Advanced configuration: Modifying Cluster Monitoring Settings describes how to enable Datadog through the cluster UI. Add Datadog API and APP tokens in the Advanced Configuration of the Presto cluster. Create a New Cluster describes how to configure Datadog through a API call.

Here is an example that illustrates Datadog tokens on the cluster UI.
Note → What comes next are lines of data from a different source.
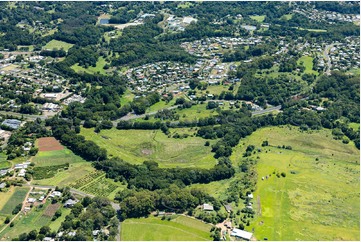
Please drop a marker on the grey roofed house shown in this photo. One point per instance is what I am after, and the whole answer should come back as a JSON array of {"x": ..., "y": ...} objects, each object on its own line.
[{"x": 12, "y": 123}]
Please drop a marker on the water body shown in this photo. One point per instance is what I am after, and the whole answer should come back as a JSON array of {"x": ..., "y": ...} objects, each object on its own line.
[{"x": 104, "y": 21}]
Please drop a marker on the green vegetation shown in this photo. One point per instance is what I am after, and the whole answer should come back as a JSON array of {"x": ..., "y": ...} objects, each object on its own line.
[
  {"x": 56, "y": 157},
  {"x": 136, "y": 146},
  {"x": 178, "y": 228},
  {"x": 258, "y": 18},
  {"x": 294, "y": 207},
  {"x": 308, "y": 64},
  {"x": 3, "y": 162},
  {"x": 99, "y": 68},
  {"x": 56, "y": 44},
  {"x": 66, "y": 177},
  {"x": 16, "y": 198}
]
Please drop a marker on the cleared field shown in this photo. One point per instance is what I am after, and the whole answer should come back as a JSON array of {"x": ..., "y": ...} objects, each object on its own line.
[
  {"x": 3, "y": 162},
  {"x": 16, "y": 198},
  {"x": 56, "y": 44},
  {"x": 179, "y": 229},
  {"x": 306, "y": 204},
  {"x": 25, "y": 223},
  {"x": 56, "y": 157},
  {"x": 308, "y": 64},
  {"x": 136, "y": 146},
  {"x": 258, "y": 18},
  {"x": 49, "y": 144},
  {"x": 98, "y": 68},
  {"x": 67, "y": 177}
]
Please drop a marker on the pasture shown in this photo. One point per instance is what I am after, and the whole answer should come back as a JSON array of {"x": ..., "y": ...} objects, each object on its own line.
[
  {"x": 136, "y": 146},
  {"x": 66, "y": 177},
  {"x": 56, "y": 44},
  {"x": 258, "y": 18},
  {"x": 306, "y": 204},
  {"x": 3, "y": 162},
  {"x": 25, "y": 223},
  {"x": 49, "y": 144},
  {"x": 55, "y": 157},
  {"x": 181, "y": 228},
  {"x": 308, "y": 64},
  {"x": 11, "y": 202}
]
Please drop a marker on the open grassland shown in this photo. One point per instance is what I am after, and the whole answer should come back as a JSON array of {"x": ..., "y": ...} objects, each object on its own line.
[
  {"x": 5, "y": 196},
  {"x": 179, "y": 229},
  {"x": 3, "y": 162},
  {"x": 258, "y": 18},
  {"x": 66, "y": 177},
  {"x": 16, "y": 198},
  {"x": 98, "y": 68},
  {"x": 56, "y": 157},
  {"x": 136, "y": 146},
  {"x": 354, "y": 126},
  {"x": 308, "y": 64},
  {"x": 319, "y": 197},
  {"x": 25, "y": 223},
  {"x": 56, "y": 44}
]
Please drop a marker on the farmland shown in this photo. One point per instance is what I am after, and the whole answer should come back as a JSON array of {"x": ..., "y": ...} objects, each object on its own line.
[
  {"x": 179, "y": 228},
  {"x": 293, "y": 204},
  {"x": 16, "y": 198},
  {"x": 56, "y": 157},
  {"x": 56, "y": 44},
  {"x": 136, "y": 146}
]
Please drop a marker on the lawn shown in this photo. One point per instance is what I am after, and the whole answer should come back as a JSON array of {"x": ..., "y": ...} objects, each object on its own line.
[
  {"x": 98, "y": 68},
  {"x": 306, "y": 204},
  {"x": 56, "y": 157},
  {"x": 258, "y": 18},
  {"x": 180, "y": 228},
  {"x": 25, "y": 223},
  {"x": 16, "y": 198},
  {"x": 3, "y": 162},
  {"x": 66, "y": 177},
  {"x": 136, "y": 146},
  {"x": 56, "y": 44},
  {"x": 308, "y": 64}
]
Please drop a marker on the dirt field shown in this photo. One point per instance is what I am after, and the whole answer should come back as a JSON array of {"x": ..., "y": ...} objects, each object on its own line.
[
  {"x": 51, "y": 209},
  {"x": 49, "y": 144}
]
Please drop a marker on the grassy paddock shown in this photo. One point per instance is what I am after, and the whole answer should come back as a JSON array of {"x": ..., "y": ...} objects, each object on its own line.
[
  {"x": 136, "y": 146},
  {"x": 306, "y": 204},
  {"x": 16, "y": 198},
  {"x": 56, "y": 157},
  {"x": 180, "y": 228},
  {"x": 56, "y": 44}
]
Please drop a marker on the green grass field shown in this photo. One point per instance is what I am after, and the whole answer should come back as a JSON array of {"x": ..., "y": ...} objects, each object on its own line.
[
  {"x": 308, "y": 64},
  {"x": 180, "y": 228},
  {"x": 3, "y": 162},
  {"x": 66, "y": 177},
  {"x": 98, "y": 68},
  {"x": 56, "y": 44},
  {"x": 56, "y": 157},
  {"x": 258, "y": 18},
  {"x": 306, "y": 205},
  {"x": 136, "y": 146},
  {"x": 16, "y": 198},
  {"x": 25, "y": 223}
]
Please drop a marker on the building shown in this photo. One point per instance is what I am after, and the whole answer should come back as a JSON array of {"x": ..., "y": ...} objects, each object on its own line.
[
  {"x": 12, "y": 123},
  {"x": 207, "y": 207},
  {"x": 241, "y": 234}
]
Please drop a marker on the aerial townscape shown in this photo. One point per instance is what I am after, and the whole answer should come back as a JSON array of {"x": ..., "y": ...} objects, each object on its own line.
[{"x": 179, "y": 120}]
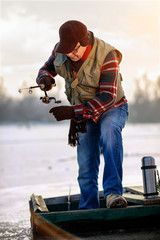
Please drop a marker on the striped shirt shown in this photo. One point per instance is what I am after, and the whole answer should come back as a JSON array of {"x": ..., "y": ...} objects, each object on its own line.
[{"x": 94, "y": 108}]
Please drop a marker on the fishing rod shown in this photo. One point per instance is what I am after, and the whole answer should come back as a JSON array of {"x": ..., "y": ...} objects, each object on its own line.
[{"x": 45, "y": 99}]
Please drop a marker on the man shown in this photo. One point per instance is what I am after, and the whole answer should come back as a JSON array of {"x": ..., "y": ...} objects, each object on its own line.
[{"x": 98, "y": 110}]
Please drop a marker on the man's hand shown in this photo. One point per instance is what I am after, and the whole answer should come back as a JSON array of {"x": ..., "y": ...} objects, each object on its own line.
[
  {"x": 63, "y": 112},
  {"x": 46, "y": 82}
]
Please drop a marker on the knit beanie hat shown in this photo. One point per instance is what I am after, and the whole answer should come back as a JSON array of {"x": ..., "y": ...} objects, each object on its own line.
[{"x": 70, "y": 33}]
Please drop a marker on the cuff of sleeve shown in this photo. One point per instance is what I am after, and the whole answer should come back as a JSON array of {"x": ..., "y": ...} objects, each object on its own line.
[{"x": 79, "y": 111}]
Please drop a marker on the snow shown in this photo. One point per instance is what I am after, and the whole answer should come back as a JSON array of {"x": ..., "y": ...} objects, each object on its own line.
[{"x": 37, "y": 159}]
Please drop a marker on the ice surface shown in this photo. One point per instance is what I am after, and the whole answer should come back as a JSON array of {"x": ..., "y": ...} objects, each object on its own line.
[{"x": 37, "y": 159}]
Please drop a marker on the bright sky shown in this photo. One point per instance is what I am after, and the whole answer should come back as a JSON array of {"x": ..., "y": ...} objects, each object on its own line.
[{"x": 29, "y": 31}]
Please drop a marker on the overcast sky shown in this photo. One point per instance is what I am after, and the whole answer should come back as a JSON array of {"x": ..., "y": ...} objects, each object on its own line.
[{"x": 29, "y": 31}]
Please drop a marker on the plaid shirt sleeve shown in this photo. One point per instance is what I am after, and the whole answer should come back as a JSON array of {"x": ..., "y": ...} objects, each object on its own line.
[
  {"x": 93, "y": 108},
  {"x": 47, "y": 69}
]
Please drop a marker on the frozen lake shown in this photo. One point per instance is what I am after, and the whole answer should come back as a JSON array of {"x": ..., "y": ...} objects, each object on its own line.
[{"x": 36, "y": 159}]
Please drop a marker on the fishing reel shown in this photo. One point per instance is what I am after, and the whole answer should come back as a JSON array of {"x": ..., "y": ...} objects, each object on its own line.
[{"x": 46, "y": 99}]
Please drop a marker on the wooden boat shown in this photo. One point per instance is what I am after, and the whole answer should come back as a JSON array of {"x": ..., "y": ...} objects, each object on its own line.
[{"x": 59, "y": 218}]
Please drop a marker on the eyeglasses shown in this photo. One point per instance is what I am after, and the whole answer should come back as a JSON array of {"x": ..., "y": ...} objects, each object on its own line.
[{"x": 76, "y": 49}]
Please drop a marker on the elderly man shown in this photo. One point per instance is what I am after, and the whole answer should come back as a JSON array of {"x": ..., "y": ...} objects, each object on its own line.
[{"x": 98, "y": 109}]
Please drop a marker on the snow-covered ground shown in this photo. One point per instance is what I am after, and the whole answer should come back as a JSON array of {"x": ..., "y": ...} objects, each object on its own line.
[{"x": 37, "y": 159}]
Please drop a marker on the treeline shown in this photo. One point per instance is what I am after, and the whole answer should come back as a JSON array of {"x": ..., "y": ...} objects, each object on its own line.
[{"x": 144, "y": 108}]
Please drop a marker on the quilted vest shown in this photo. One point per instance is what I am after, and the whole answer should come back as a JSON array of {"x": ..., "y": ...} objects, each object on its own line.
[{"x": 86, "y": 84}]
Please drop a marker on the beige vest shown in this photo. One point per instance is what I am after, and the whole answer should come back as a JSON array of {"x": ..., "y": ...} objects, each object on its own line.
[{"x": 86, "y": 84}]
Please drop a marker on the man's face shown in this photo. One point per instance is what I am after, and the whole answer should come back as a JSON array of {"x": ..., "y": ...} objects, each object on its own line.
[{"x": 77, "y": 53}]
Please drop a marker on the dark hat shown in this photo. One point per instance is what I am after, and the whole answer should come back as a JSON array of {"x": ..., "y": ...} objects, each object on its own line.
[{"x": 70, "y": 33}]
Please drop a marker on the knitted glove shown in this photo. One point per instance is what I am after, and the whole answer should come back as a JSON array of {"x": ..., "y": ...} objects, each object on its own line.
[
  {"x": 73, "y": 138},
  {"x": 63, "y": 112},
  {"x": 47, "y": 82}
]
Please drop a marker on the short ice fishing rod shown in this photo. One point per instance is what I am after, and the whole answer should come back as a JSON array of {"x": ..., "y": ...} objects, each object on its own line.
[{"x": 46, "y": 98}]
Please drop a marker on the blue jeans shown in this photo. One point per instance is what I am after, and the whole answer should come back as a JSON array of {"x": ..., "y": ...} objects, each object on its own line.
[{"x": 105, "y": 134}]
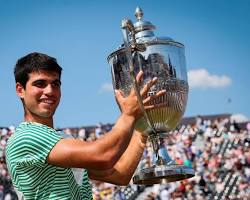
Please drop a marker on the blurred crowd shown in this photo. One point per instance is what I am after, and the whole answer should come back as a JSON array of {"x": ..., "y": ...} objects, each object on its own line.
[{"x": 217, "y": 149}]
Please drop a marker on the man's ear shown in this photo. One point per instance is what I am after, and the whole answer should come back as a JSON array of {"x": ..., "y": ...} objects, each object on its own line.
[{"x": 20, "y": 90}]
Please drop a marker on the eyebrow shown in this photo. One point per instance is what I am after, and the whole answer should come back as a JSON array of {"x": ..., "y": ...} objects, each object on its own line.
[{"x": 43, "y": 80}]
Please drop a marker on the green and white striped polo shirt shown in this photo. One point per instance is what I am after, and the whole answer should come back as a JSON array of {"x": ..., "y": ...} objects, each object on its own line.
[{"x": 26, "y": 153}]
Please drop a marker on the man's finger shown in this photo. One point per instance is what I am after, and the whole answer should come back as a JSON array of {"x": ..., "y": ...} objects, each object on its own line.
[{"x": 139, "y": 76}]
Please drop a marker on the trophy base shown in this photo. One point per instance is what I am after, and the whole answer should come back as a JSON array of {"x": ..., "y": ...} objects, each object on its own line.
[{"x": 162, "y": 174}]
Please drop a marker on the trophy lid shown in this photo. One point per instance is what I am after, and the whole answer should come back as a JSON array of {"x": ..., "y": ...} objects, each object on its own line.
[{"x": 142, "y": 28}]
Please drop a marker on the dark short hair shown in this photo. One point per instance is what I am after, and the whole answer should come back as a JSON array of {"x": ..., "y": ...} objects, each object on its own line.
[{"x": 34, "y": 62}]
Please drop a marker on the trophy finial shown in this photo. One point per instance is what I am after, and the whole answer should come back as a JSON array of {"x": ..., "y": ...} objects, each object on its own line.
[{"x": 138, "y": 13}]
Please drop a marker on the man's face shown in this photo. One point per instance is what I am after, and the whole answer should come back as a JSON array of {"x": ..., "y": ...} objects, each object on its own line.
[{"x": 41, "y": 95}]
You can enable Datadog monitoring in Control Panel > Account Settings which would apply the settings on all clusters of that account. For information on enabling Datadog at account level, see Configuring your Access Settings using IAM Keys or Managing Roles.

Viewing the Default Datadog Dashboard

After enabling Datadog on the QDS account/cluster, the Datadog metrics related to Presto are displayed on the Datadog UI. For example, run a Presto query on the QDS UI (or API).

Here is an example of a Presto query.


Log into the Datadog and navigate to Dashboards. You can find the Presto dashboards in the list. Here is an illustration of the Datadog dashboards.


Click the default Datadog which is named with this convention - Account <account owner> Cluster <label> (<cluster ID>). You can see the default Datadog metrics. Here is an example of the Presto metrics on the default Datadog dashboard.


Default Alerts as Set by QDS

Qubole has set these alerts by default:

  • If the master CPU utilization goes beyond 80%, then you receive an alert.
  • If the the presto.jmx.avg_planning_time is greater than 2 minutes.

If you want to customize the threshold values or alerts about other metrics, you can set such alerts/values. For information on how to create alerts and configure email notifications, see the Datadog Alerts description.

Here is an example of the master CPU utilization alert.


Understanding the Presto Metrics for Monitoring provides more details on the metrics and the actions that you can do to remove the cause of errors.